SİYASİ iktidarın tepe noktasındakiler hálá "Kamu görevi yapanların türbanla görev yapmalarına izin vermeyeceğiz" demiyorlar, diyemiyorlar. Çünkü dini duygularını istismar ettikleri seçmenlerden korkuyorlar.
Ama dünya dönüyor.
Döndükçe de mahkemeler yeni kararlar üretiyor.
Son örnek -aslında karar geride kalan eylül ayında verildiği halde yeni kamuoyuna yansıdığı için- dünkü Hürriyet’te vardı:
Sakarya İmam Hatip Lisesi öğretmenleri Fatma Karaduman ile Sevil Tandoğan, okula türbanla gelmeleri yasaklanınca idari yargıya başvurmuşlar.
Danıştay bu başvuruyu reddedince hızlarını alamayıp Avrupa İnsan Hakları Mahkemesi’ne(AİHM) gitmişler.
Ama meşhur "Leyla Şahin davası" vardı ya...
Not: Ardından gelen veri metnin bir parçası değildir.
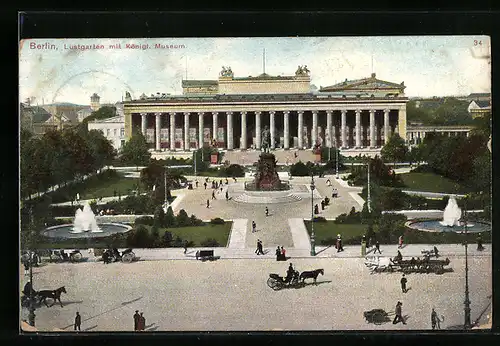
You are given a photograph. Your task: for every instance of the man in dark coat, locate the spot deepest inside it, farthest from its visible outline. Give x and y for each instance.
(136, 320)
(142, 322)
(399, 314)
(403, 284)
(78, 321)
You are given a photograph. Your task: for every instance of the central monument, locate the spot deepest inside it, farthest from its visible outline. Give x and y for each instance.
(266, 177)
Mahkeme sonunda onu suratlarına çarpmış.
Hani "Tıp fakültesinde türbanlı olarak okumak istiyorum ama engel oluyorlar" diyerek aynı yoldan giden Leyla Şahin vardı ya...
Ondan söz ediyoruz.
Anımsayacağınız gibi AİHM, 29 Haziran 2004 tarihli kararında;
"Mahkeme, laiklik ilkesinin Avrupa İnsan Hakları Sözleşmesi’nin temel değerleriyle uyumlu olduğunu dikkate alarak, kararın (türbanla üniversitede öğrencilik yapma yasağının) uygulanmasının (...) demokratik sistemi korumak için Türkiye’de gerekli olduğu sonucuna varmıştır. Laikliği hiçe sayan bir davranışı, Avrupa İnsan Hakları Sözleşmesi’nin 9’uncu maddesiyle düzenlenen din ve vicdan özgürlüğü kapsamında saymak zorunlu değildir" demişti.(Paragraf: 114 ve 106)
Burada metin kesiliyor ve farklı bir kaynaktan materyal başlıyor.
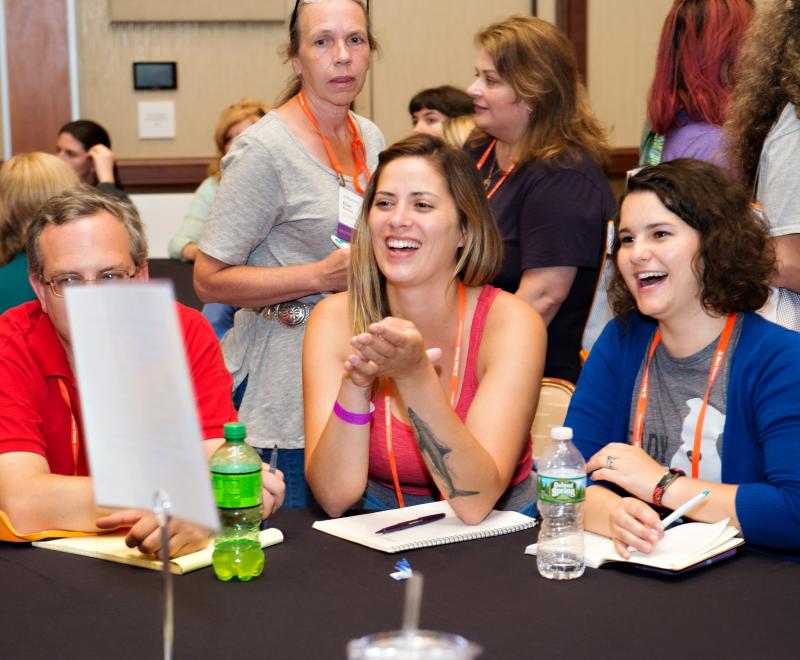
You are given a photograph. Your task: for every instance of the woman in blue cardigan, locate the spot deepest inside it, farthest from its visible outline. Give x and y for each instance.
(688, 389)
Şimdiki kararda da mahkeme, içtihadından dönmüyor.
Anlam itibarıyla, "Siz önce Türkiye’deki laik rejimin, ülkenizdeki demokrasinin yaşayabilmesinin temel koşulu olduğunu öğrenin. Bu ilkeyi din ve vicdan özgürlüğü gerekçesiyle yok saymaya kalkarsanız, birileri bunu yasaklayabilir.
Siz de özellikle kamu görevlisi iseniz, o yasağa uymak zorundasınız.
Kendi kişisel inancınızı kıyafetinize yansıtamazsınız.
Çünkü kamu görevlisi, hangi inançtan olursa olsun herkese karşı eşit ve tarafsız bir konumda ve görünümde olmaya mecburdur" diyor.
Buraya kadar olan, bize sorarsanız normaldir ve evrensel hukukun da gereğidir.
Ama başta belirttiğimiz gibi bize "normal" ve "hukukun gereği" gibi görünen bu kararlar Adalet ve Kalkınma Partisi’nin(AKP) özellikle lider kadrosuna hiç de öyle görünmüyor.
O nedenle AKP’nin Mersin milletvekili Anayasa Profesörü Zafer Üskül’ün,bu kararı "doğru" bulduğunu söylemekle kalmayıp;
"Devlet bütün inançlara eşit mesafede durmak zorundadır.
Devlet memuru da yurttaşlara eşit mesafede durduğunu tüm davranışlarıyla olduğu gibi kılık kıyafetleriyle de göstermek zorundadır.
Devlet memuru görevini yaparken, kendi bireysel inancını yansıtacak işaretler taşıyamaz.
Bu anlayış çerçevesinde bir öğretmenin türbanlı olarak ders yapması bu temel ilkeyle çelişir" dediğini okuyunca, doğrusu Sayın Üskül hesabına endişelendik.
Çünkü bu görüşle o adreste uzun süre kalabileceğini hiç sanmıyoruz.